O filme em cartaz no país, Gemma Bovery – A Vida Imita a Arte, é quase uma brincadeira do cinema com o romance de Gustav Flaubert,  Madame Bovary. Brincadeira de bom gosto, diga-se a bem da verdade. Como acontece no texto literário, numa pacata cidade do interior da França uma bela e jovem mulher vem morar com o marido, com quem se casa logo depois de uma decepção amorosa. Instalam-se em frente à casa onde mora o padeiro Martin com a mulher e um filho, no local onde também funciona seu comércio de pães sofisticados.  A protagonista é decoradora e chama-se Gemma Bovery, lógico que para fazer  analogia com Emma Bovary, mas é também o nome da atriz (Gemma Arterton).
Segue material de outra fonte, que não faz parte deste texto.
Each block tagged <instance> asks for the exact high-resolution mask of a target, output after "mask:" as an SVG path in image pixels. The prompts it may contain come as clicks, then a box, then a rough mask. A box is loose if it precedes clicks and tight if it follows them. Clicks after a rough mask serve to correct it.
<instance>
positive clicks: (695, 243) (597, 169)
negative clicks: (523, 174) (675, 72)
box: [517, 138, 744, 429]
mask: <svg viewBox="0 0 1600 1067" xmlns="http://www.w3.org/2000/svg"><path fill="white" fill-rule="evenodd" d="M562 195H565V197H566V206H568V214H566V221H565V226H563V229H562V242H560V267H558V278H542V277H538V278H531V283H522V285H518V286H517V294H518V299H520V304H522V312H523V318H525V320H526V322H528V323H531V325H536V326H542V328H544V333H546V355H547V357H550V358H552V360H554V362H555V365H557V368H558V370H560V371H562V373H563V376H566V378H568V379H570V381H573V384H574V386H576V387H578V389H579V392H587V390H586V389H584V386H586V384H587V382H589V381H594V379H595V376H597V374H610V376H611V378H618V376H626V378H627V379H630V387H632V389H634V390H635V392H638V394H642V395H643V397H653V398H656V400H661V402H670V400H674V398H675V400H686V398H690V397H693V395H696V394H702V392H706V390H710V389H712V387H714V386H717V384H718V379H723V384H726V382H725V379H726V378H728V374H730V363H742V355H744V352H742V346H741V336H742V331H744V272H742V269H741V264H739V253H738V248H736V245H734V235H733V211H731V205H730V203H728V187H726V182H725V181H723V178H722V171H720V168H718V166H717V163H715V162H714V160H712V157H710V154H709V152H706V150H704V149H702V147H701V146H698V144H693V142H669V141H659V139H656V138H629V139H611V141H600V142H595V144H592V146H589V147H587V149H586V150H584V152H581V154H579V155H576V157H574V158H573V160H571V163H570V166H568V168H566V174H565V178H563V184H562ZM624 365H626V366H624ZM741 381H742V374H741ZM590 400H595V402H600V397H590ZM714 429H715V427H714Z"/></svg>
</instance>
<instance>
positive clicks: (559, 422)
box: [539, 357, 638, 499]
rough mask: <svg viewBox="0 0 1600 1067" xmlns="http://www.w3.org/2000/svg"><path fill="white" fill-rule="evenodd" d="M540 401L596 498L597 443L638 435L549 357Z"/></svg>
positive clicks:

O marido tem o ofício de restaurador, e pouca aparece em cena. A sedução do padeiro pela moça é de imediato, uma tração fatal, revestida de forte suspeição.  Equivocadamente ele vê naquela mulher de expressão doce e sonhadora, a personagem que é a insatisfação em pessoa, no romance de Flaubert, do qual Martin guarda na memória todos os diálogos, como acontece também com Ana Karenina de Tolstoi.

 O padeiro amassa o pão com volúpia, sem conseguir matar o tédio, nem saciar a fome da alma, o que  faz lendo os clássicos da literatura,  focada em adultério coisa ultrapassada para os novos tempos de liberdade feminina. Gemma veio a calhar para Martin, que desde sua chegada não mais desgruda dela, acompanhando seus passos, ora de perto, ora de longe, com curiosidade, mesmo vício, pensando, inclusive, em livrá-la do triste fim da personagem do livro de Flaubert. O interior da França seria tão belo quanto monótono para quem vem de uma cidade grande, e  logo ele apressa-se em mostrar-lhe alguns locais, e em oferecer-lhe o livro de Flaubert para ela ler e se conscientizar do perigo que corre. A moça parece não se dar conta disso, da tragédia que Martin imagina de antemão, pensando no quanto a vida imita a arte. Quando Gemma foi comprar pão pela primeira vez em sua padaria, o padeiro fez com que ela provasse de cada um dos seus sofisticados pães, para poder observar o quanto ela se delicia com o produto. O pão que vai ser peça fundamental na tragédia final, uma farsa das boas de se ver.

Quando Gemma conversa com um rico e belo  jovem local, Martin de longe sente o perigo iminente na situação. Repete os diálogos que eles falam, os mesmos dos personagens do livro, ciente do quanto a vida imita a arte. Uma tragédia que pode, sim, ser induzida pela força do pensamento, a  pessoa ser levada inconscientemente a agir segundo a criação de uma mente doentia. O poder do inconsciente de Martin, numa cruel contradição, como é a própria vida. Mas se a alma da mulher é a mesma de sempre, sensível, ou fraca, em questões sentimentais, na modernidade ela goza da liberdade, o que não existia no passado. As circunstâncias as mesmas, mas não a mentalidade das pessoas envolvidas. Só na cabeça do padeiro, no seu poder de intuir, através da ficção realista  do século XIX, o que não deve ser ignorado, mesmo nos tempos atuais.  O pão sofisticado e delicioso que o padeiro Martin oferece a Gemma, é a metáfora do prazer primordial, presente em todos os tempos, que se sofistica para continuar a causar tragédias, como essa, anunciada.